A 75 yo M presents to the ED after a mechanical fall w/ L facial pain and swelling. He fell forward, hitting his face on the ground. He denies LOC and is not on anticoagulation. On exam, there is noted L eyelid swelling. PERRLA, and EOM and vision are intact.
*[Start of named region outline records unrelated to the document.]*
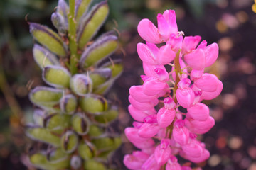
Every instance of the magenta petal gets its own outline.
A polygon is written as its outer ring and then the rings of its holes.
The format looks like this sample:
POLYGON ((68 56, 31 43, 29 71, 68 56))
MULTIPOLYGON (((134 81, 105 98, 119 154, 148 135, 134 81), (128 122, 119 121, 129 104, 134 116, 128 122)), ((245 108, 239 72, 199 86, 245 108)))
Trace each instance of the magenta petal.
POLYGON ((206 67, 212 65, 218 56, 218 46, 217 43, 209 45, 204 49, 206 54, 206 67))
POLYGON ((157 53, 156 61, 159 65, 165 65, 172 62, 176 53, 171 49, 169 44, 161 46, 157 53))
POLYGON ((195 94, 191 88, 178 89, 176 91, 176 97, 178 103, 183 108, 188 108, 192 106, 195 94))
POLYGON ((185 37, 182 44, 182 54, 189 53, 195 50, 201 39, 199 35, 185 37))
POLYGON ((142 137, 149 138, 155 136, 160 130, 160 127, 156 123, 145 123, 139 128, 138 134, 142 137))
POLYGON ((143 19, 139 23, 138 33, 145 41, 154 44, 162 42, 157 28, 149 19, 143 19))
POLYGON ((138 55, 142 62, 148 64, 156 64, 155 57, 146 45, 138 43, 137 47, 138 55))
POLYGON ((215 124, 213 117, 209 116, 204 121, 185 119, 185 124, 188 129, 193 133, 204 134, 209 131, 215 124))
POLYGON ((157 113, 157 123, 161 128, 166 128, 171 125, 175 115, 176 112, 174 109, 167 109, 163 107, 157 113))
POLYGON ((201 99, 202 100, 212 100, 220 95, 223 89, 223 84, 221 81, 218 81, 217 89, 213 92, 202 91, 201 99))
POLYGON ((196 120, 204 121, 209 117, 209 108, 201 103, 198 103, 188 108, 186 118, 196 120))
POLYGON ((139 101, 136 101, 131 96, 129 96, 128 100, 134 108, 136 108, 137 109, 139 109, 140 110, 150 110, 152 108, 154 108, 154 106, 152 103, 150 103, 148 102, 145 102, 145 103, 139 102, 139 101))
POLYGON ((205 53, 202 49, 193 50, 184 55, 184 60, 193 69, 203 69, 205 67, 205 53))
POLYGON ((213 92, 217 89, 218 77, 209 73, 203 74, 201 77, 194 81, 195 85, 203 91, 213 92))
POLYGON ((166 42, 170 36, 171 29, 166 18, 161 13, 157 15, 157 23, 159 33, 164 42, 166 42))
MULTIPOLYGON (((142 86, 132 86, 129 89, 129 94, 133 98, 139 102, 151 102, 157 100, 156 96, 148 96, 143 93, 142 86)), ((158 101, 157 101, 158 103, 158 101)))

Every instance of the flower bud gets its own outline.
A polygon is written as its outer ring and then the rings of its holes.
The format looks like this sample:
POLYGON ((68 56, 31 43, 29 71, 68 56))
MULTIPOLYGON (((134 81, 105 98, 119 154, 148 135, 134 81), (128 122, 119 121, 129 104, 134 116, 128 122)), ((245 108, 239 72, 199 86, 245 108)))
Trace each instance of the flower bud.
POLYGON ((61 111, 71 115, 74 113, 78 106, 76 98, 73 94, 68 94, 63 96, 60 101, 61 111))
POLYGON ((36 62, 41 69, 43 69, 43 67, 48 65, 60 64, 55 55, 38 44, 34 45, 33 56, 36 62))
POLYGON ((50 86, 56 88, 68 88, 70 73, 61 66, 46 66, 43 70, 43 79, 50 86))
POLYGON ((66 56, 67 47, 61 38, 53 30, 35 23, 30 23, 29 28, 33 37, 41 45, 60 57, 66 56))
POLYGON ((78 155, 74 155, 71 157, 70 166, 73 169, 79 169, 82 166, 82 159, 78 155))
POLYGON ((87 141, 80 143, 78 150, 79 155, 85 160, 90 159, 96 154, 95 147, 92 143, 87 141))
POLYGON ((85 169, 86 170, 106 170, 105 165, 97 161, 90 159, 85 162, 85 169))
POLYGON ((78 32, 78 47, 83 49, 86 43, 97 33, 109 13, 107 1, 102 1, 94 7, 87 17, 81 20, 78 32))
POLYGON ((78 137, 73 131, 65 132, 61 137, 61 149, 70 154, 78 147, 78 137))
POLYGON ((90 120, 85 113, 77 113, 72 116, 73 129, 79 135, 84 135, 89 132, 90 120))
POLYGON ((53 107, 58 104, 63 91, 46 86, 37 86, 29 93, 29 99, 35 105, 48 110, 55 110, 53 107))
POLYGON ((77 22, 79 22, 80 18, 87 13, 87 10, 91 1, 92 0, 78 0, 75 1, 75 16, 77 22))
POLYGON ((56 113, 47 116, 44 120, 44 124, 50 132, 60 135, 70 126, 70 115, 56 113))
POLYGON ((117 116, 117 108, 112 107, 111 109, 105 111, 103 114, 95 115, 95 119, 98 123, 107 125, 107 123, 115 120, 117 116))
POLYGON ((82 98, 80 101, 82 110, 92 114, 99 114, 107 110, 107 100, 100 95, 91 94, 82 98))
POLYGON ((92 91, 92 82, 87 75, 76 74, 70 79, 70 88, 77 95, 84 96, 92 91))
POLYGON ((45 128, 29 125, 26 130, 26 135, 32 140, 52 144, 54 147, 60 145, 60 140, 45 128))
POLYGON ((51 15, 51 21, 60 33, 65 34, 66 33, 65 23, 64 18, 58 12, 53 13, 51 15))
POLYGON ((102 61, 117 48, 117 37, 107 33, 86 48, 82 54, 80 64, 82 68, 87 68, 102 61))

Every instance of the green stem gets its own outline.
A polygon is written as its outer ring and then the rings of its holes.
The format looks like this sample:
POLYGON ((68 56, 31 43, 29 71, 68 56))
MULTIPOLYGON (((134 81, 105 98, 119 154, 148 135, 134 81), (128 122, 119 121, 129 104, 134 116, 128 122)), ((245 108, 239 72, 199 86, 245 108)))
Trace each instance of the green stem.
POLYGON ((78 43, 76 41, 76 22, 75 20, 75 0, 69 0, 70 10, 68 17, 68 39, 70 50, 70 72, 72 74, 78 72, 78 43))

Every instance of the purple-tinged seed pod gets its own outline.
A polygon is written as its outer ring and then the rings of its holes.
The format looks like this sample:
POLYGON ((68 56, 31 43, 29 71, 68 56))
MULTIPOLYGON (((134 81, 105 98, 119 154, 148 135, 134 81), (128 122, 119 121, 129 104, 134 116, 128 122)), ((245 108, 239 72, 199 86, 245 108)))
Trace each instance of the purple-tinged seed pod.
POLYGON ((78 106, 77 98, 73 94, 63 96, 60 101, 60 110, 67 114, 73 114, 78 106))
POLYGON ((117 37, 107 34, 97 39, 82 54, 80 64, 82 68, 95 65, 111 55, 117 48, 117 37))
POLYGON ((42 74, 43 81, 50 86, 55 88, 68 88, 71 74, 62 66, 46 66, 42 74))
POLYGON ((87 75, 83 74, 77 74, 72 76, 70 86, 72 91, 80 96, 85 96, 92 90, 92 80, 87 75))
POLYGON ((33 56, 36 62, 41 69, 48 65, 60 64, 55 55, 38 44, 35 44, 33 46, 33 56))

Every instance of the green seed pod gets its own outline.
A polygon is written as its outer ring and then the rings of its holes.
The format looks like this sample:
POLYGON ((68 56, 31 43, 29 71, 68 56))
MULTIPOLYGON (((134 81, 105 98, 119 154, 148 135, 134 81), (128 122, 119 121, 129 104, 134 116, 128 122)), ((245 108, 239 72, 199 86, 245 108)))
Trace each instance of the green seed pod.
POLYGON ((110 33, 99 38, 82 54, 80 64, 82 68, 95 65, 112 55, 117 48, 117 37, 110 33))
POLYGON ((80 100, 82 110, 92 114, 100 114, 107 109, 107 100, 99 95, 91 94, 80 100))
POLYGON ((93 159, 87 160, 84 164, 85 170, 106 170, 106 167, 101 162, 93 159))
POLYGON ((97 69, 90 73, 90 78, 92 81, 93 89, 95 89, 100 84, 104 84, 111 77, 111 69, 109 68, 97 69))
POLYGON ((89 132, 90 120, 85 113, 78 113, 72 116, 71 125, 79 135, 84 135, 89 132))
POLYGON ((121 144, 119 137, 98 137, 92 140, 92 142, 95 145, 97 149, 100 151, 114 150, 121 144))
POLYGON ((67 131, 61 137, 61 149, 66 153, 72 153, 78 147, 78 137, 73 131, 67 131))
POLYGON ((48 65, 60 64, 55 55, 38 44, 34 45, 33 56, 36 62, 41 69, 43 69, 43 67, 48 65))
POLYGON ((70 126, 70 115, 64 114, 53 114, 44 120, 45 127, 51 132, 60 135, 70 126))
POLYGON ((56 28, 58 31, 60 33, 65 34, 67 30, 63 16, 61 16, 59 13, 55 12, 53 13, 50 19, 53 26, 56 28))
POLYGON ((61 66, 46 66, 43 70, 43 79, 50 86, 56 88, 68 88, 71 74, 61 66))
POLYGON ((65 113, 73 114, 78 106, 77 98, 73 94, 68 94, 60 99, 60 110, 65 113))
POLYGON ((29 99, 35 105, 49 110, 55 110, 53 107, 59 103, 63 91, 46 86, 37 86, 29 93, 29 99))
POLYGON ((89 129, 89 135, 92 137, 100 136, 104 133, 103 128, 95 125, 91 125, 89 129))
POLYGON ((33 37, 50 51, 60 57, 66 56, 67 47, 53 30, 35 23, 31 23, 29 28, 33 37))
POLYGON ((73 169, 79 169, 82 166, 82 159, 78 155, 74 155, 71 157, 70 165, 73 169))
POLYGON ((48 130, 35 125, 28 125, 26 130, 26 135, 32 140, 48 143, 54 147, 59 147, 60 139, 53 135, 48 130))
POLYGON ((95 116, 95 119, 98 123, 107 125, 111 121, 115 120, 118 116, 118 110, 117 107, 112 107, 102 115, 95 116))
POLYGON ((77 74, 72 76, 70 79, 70 88, 75 94, 84 96, 87 94, 92 92, 92 81, 88 76, 77 74))
POLYGON ((68 157, 55 162, 49 162, 44 153, 36 153, 30 157, 30 162, 36 167, 48 170, 65 169, 69 166, 68 157))
POLYGON ((90 13, 80 22, 78 32, 78 47, 83 49, 90 39, 97 33, 109 13, 106 1, 95 6, 90 13))
POLYGON ((78 145, 79 155, 85 160, 90 159, 96 154, 95 147, 93 144, 85 142, 80 142, 78 145))
MULTIPOLYGON (((85 17, 87 10, 92 0, 77 0, 75 1, 75 20, 79 22, 81 16, 84 15, 85 17)), ((82 17, 82 18, 83 17, 82 17)))
POLYGON ((41 127, 43 126, 43 120, 47 115, 47 113, 41 109, 36 109, 33 114, 33 119, 36 125, 39 125, 41 127))

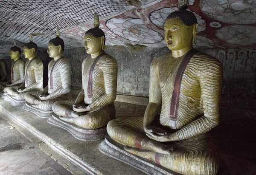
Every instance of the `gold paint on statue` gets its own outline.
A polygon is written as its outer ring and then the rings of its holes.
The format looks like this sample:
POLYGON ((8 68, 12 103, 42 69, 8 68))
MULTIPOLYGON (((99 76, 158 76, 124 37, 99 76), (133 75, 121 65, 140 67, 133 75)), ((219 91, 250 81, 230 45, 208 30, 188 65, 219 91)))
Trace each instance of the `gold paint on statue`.
POLYGON ((48 45, 47 52, 54 59, 48 65, 48 85, 42 92, 28 93, 25 96, 26 107, 24 109, 34 112, 30 108, 35 108, 37 111, 35 110, 35 113, 38 111, 42 112, 37 114, 41 117, 51 115, 52 105, 54 102, 71 97, 71 66, 63 56, 64 42, 59 36, 57 28, 56 38, 51 40, 48 45))
POLYGON ((215 174, 218 153, 206 133, 219 122, 221 65, 209 55, 193 52, 198 24, 194 15, 187 11, 172 12, 166 21, 165 38, 172 53, 151 63, 149 102, 144 118, 114 119, 107 129, 127 151, 170 170, 183 174, 215 174), (172 16, 173 13, 177 14, 172 16), (180 19, 184 13, 194 15, 195 22, 185 25, 191 21, 180 19), (183 60, 188 58, 186 65, 183 60), (179 74, 180 68, 183 73, 179 74), (179 79, 179 89, 175 85, 179 79), (177 113, 174 118, 172 111, 177 113))
POLYGON ((17 46, 15 40, 14 47, 10 49, 10 57, 14 61, 12 65, 10 84, 6 85, 3 90, 5 93, 11 89, 16 90, 24 82, 25 62, 20 58, 20 49, 17 46))
POLYGON ((36 57, 37 45, 32 41, 32 36, 30 34, 30 42, 25 44, 23 52, 25 57, 28 59, 25 65, 25 82, 16 89, 11 88, 7 90, 9 96, 6 97, 6 100, 24 102, 25 95, 28 92, 41 91, 43 89, 43 63, 36 57))
POLYGON ((61 120, 86 129, 105 127, 115 116, 117 64, 104 51, 105 34, 99 28, 97 13, 94 23, 84 36, 84 46, 89 55, 82 64, 83 90, 75 101, 58 102, 52 107, 61 120))

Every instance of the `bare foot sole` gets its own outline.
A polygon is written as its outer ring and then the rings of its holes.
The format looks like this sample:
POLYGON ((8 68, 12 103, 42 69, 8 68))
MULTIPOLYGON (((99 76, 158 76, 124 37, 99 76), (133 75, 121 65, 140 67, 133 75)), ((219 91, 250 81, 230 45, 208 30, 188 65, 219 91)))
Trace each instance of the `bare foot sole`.
POLYGON ((131 154, 138 155, 138 156, 149 159, 154 160, 152 158, 154 156, 153 156, 153 154, 155 154, 155 152, 152 152, 148 150, 141 149, 140 148, 130 147, 128 146, 125 147, 125 150, 131 154))
POLYGON ((67 117, 60 116, 59 117, 61 120, 63 120, 69 123, 74 123, 74 118, 73 117, 67 117))
POLYGON ((150 141, 149 144, 149 150, 161 154, 170 154, 175 150, 174 146, 165 145, 154 140, 150 141))

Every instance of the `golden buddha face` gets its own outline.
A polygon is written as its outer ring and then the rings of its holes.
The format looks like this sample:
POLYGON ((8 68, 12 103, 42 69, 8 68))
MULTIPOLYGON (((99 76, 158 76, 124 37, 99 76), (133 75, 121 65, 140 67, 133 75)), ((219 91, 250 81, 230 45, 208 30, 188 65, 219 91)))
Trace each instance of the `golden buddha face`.
POLYGON ((49 54, 49 57, 55 58, 61 54, 61 45, 55 46, 52 42, 50 42, 48 44, 47 52, 49 54))
POLYGON ((16 59, 20 57, 20 55, 18 51, 14 52, 12 50, 10 50, 10 56, 12 59, 16 59))
POLYGON ((35 56, 35 48, 29 49, 26 46, 24 46, 23 48, 23 55, 26 58, 29 58, 35 56))
POLYGON ((91 34, 87 34, 84 36, 84 47, 85 48, 86 53, 88 54, 94 54, 96 52, 102 51, 102 41, 104 37, 96 38, 91 34))
POLYGON ((165 39, 172 51, 178 51, 192 45, 195 40, 198 24, 186 26, 177 18, 166 20, 165 23, 165 39))

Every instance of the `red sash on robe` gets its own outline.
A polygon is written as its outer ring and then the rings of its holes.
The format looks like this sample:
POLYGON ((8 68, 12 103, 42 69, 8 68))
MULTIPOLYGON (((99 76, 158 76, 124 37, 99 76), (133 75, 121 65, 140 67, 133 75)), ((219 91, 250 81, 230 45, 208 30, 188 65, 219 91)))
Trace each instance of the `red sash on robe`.
POLYGON ((192 49, 189 51, 182 60, 174 81, 173 92, 171 100, 171 108, 170 110, 170 120, 175 121, 177 119, 177 111, 179 105, 180 93, 180 86, 182 76, 192 56, 198 52, 198 51, 192 49))

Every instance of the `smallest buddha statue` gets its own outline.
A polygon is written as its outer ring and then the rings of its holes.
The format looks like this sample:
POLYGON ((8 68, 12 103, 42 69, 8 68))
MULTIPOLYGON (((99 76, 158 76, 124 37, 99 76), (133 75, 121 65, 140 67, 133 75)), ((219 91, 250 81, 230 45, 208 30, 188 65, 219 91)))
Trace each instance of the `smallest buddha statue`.
POLYGON ((21 51, 17 46, 16 42, 14 41, 14 46, 10 49, 10 57, 14 61, 12 64, 11 75, 11 84, 6 84, 6 87, 3 89, 5 93, 1 97, 4 97, 7 94, 9 89, 16 90, 24 82, 24 73, 25 62, 20 57, 21 51))
POLYGON ((53 58, 48 65, 48 85, 43 92, 26 93, 23 109, 34 113, 40 117, 52 115, 52 105, 55 102, 70 99, 71 66, 63 56, 64 41, 60 38, 58 28, 56 37, 49 41, 47 53, 53 58))
POLYGON ((25 103, 25 95, 27 92, 41 92, 44 90, 43 62, 36 56, 38 47, 32 41, 32 34, 30 35, 30 42, 25 45, 23 49, 24 56, 28 59, 25 65, 24 82, 17 89, 7 89, 8 95, 4 99, 15 105, 25 103))

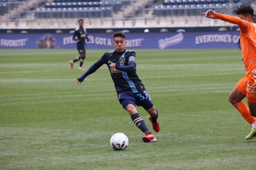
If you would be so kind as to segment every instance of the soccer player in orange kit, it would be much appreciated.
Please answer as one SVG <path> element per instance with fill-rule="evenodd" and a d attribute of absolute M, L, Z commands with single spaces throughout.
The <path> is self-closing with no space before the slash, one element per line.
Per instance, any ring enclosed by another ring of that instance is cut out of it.
<path fill-rule="evenodd" d="M 240 28 L 240 42 L 246 75 L 243 77 L 229 95 L 229 100 L 247 122 L 252 130 L 245 137 L 256 137 L 256 24 L 251 22 L 254 10 L 250 5 L 240 5 L 235 11 L 236 17 L 222 14 L 209 10 L 202 14 L 207 18 L 219 19 L 237 24 Z M 247 97 L 249 108 L 242 100 Z"/>

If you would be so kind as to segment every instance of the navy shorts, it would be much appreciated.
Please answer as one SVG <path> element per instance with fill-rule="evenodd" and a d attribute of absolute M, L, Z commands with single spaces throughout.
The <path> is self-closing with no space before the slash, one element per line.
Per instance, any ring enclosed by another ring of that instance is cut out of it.
<path fill-rule="evenodd" d="M 142 106 L 144 109 L 147 110 L 153 107 L 153 103 L 149 94 L 146 90 L 141 92 L 123 92 L 118 95 L 119 102 L 124 108 L 129 104 L 135 106 Z"/>
<path fill-rule="evenodd" d="M 77 45 L 77 50 L 79 54 L 81 54 L 81 53 L 85 53 L 85 49 L 84 48 L 84 45 Z"/>

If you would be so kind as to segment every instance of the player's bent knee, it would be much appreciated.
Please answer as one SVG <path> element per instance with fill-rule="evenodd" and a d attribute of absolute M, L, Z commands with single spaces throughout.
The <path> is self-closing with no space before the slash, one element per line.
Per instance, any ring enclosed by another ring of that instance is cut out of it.
<path fill-rule="evenodd" d="M 134 114 L 137 112 L 136 107 L 134 105 L 132 104 L 129 104 L 127 105 L 125 109 L 130 114 Z"/>

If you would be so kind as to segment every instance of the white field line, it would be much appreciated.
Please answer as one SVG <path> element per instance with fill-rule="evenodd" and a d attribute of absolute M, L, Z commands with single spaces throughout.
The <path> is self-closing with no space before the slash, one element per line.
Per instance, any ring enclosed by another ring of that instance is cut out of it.
<path fill-rule="evenodd" d="M 231 75 L 232 74 L 237 74 L 237 73 L 221 73 L 221 74 L 197 74 L 195 75 L 180 75 L 178 76 L 156 76 L 155 77 L 142 77 L 142 78 L 172 78 L 177 77 L 195 77 L 200 76 L 223 76 L 224 75 Z M 85 78 L 86 81 L 92 81 L 96 80 L 108 80 L 111 78 Z M 76 79 L 33 79 L 33 80 L 0 80 L 0 82 L 40 82 L 40 81 L 76 81 Z"/>

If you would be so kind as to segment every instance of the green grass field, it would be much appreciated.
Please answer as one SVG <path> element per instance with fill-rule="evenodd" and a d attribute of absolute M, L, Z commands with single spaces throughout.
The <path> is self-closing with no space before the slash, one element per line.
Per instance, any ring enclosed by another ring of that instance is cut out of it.
<path fill-rule="evenodd" d="M 84 67 L 108 50 L 88 49 Z M 156 133 L 137 107 L 155 143 L 143 142 L 106 65 L 78 85 L 84 71 L 68 63 L 75 49 L 0 50 L 0 169 L 254 168 L 256 139 L 244 139 L 251 126 L 228 100 L 245 75 L 240 50 L 135 51 L 159 113 Z M 110 146 L 118 132 L 129 139 L 124 151 Z"/>

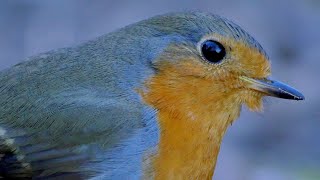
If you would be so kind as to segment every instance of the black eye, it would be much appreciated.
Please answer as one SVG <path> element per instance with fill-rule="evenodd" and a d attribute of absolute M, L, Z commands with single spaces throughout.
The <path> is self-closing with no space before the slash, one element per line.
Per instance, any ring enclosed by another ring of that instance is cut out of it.
<path fill-rule="evenodd" d="M 222 44 L 213 40 L 203 42 L 201 51 L 203 57 L 212 63 L 220 62 L 226 55 L 226 50 Z"/>

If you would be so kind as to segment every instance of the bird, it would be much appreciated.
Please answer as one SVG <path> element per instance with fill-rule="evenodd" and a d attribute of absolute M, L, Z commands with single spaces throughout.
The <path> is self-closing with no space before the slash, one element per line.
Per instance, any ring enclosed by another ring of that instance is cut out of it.
<path fill-rule="evenodd" d="M 243 106 L 303 100 L 231 20 L 157 15 L 0 72 L 0 177 L 212 179 Z"/>

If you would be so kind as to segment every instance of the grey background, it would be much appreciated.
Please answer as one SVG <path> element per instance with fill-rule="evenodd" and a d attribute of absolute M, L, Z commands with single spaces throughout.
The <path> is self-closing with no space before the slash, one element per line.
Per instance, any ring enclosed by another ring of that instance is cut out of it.
<path fill-rule="evenodd" d="M 306 96 L 303 102 L 267 98 L 264 113 L 244 108 L 224 139 L 215 179 L 320 179 L 319 0 L 1 0 L 0 69 L 182 10 L 240 24 L 268 52 L 273 77 Z"/>

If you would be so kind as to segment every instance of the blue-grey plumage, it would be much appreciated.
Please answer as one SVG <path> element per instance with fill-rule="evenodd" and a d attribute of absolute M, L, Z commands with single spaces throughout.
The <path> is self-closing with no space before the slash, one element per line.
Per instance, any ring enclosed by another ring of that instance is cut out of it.
<path fill-rule="evenodd" d="M 159 128 L 156 110 L 137 89 L 157 73 L 154 64 L 169 45 L 194 47 L 171 59 L 198 56 L 197 43 L 212 32 L 266 54 L 229 20 L 173 13 L 2 71 L 0 154 L 7 159 L 0 159 L 1 176 L 141 178 Z"/>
A CT of the facial bones is done and shown below. What's the diagnosis? (scroll down for answer)

 

 

 

Answer: Orbital Floor Fracture

  • Medial aspect of the orbital floor is one of thinnest portions of orbit (along w/ medial wall/lamina papyracea of ethmoid bone)
  • Evaluate visual acuity, pupils and EOM
    • Entrapment of inferior oblique and rectus muscles --> restricted upward gaze and diplopia
  • Possible signs/symptoms:
    • Decreased sensation in infraorbital nerve distribution
    • Enophthalmos- globe displaced posteriorly
    • Afferent pupillary defect
    • Oculocardiac reflex: pressure on globe or entrapment causes bradycardia or nausea/vomiting
  • Requires immediate (within 48 hours) vs. delayed (within 2 weeks) surgical repair
    • Indications for immediate repair: enophthalmos > 2cm, defect > 2cm, symptomatic entrapment, unresolving oculocardiac reflex

 

References:

Gart MS. Gosain AK. Evidence-based Medicine: Orbital Floor Fractures. Plast Reconstr Surg. 2014 Dec; 134(6):1345-55.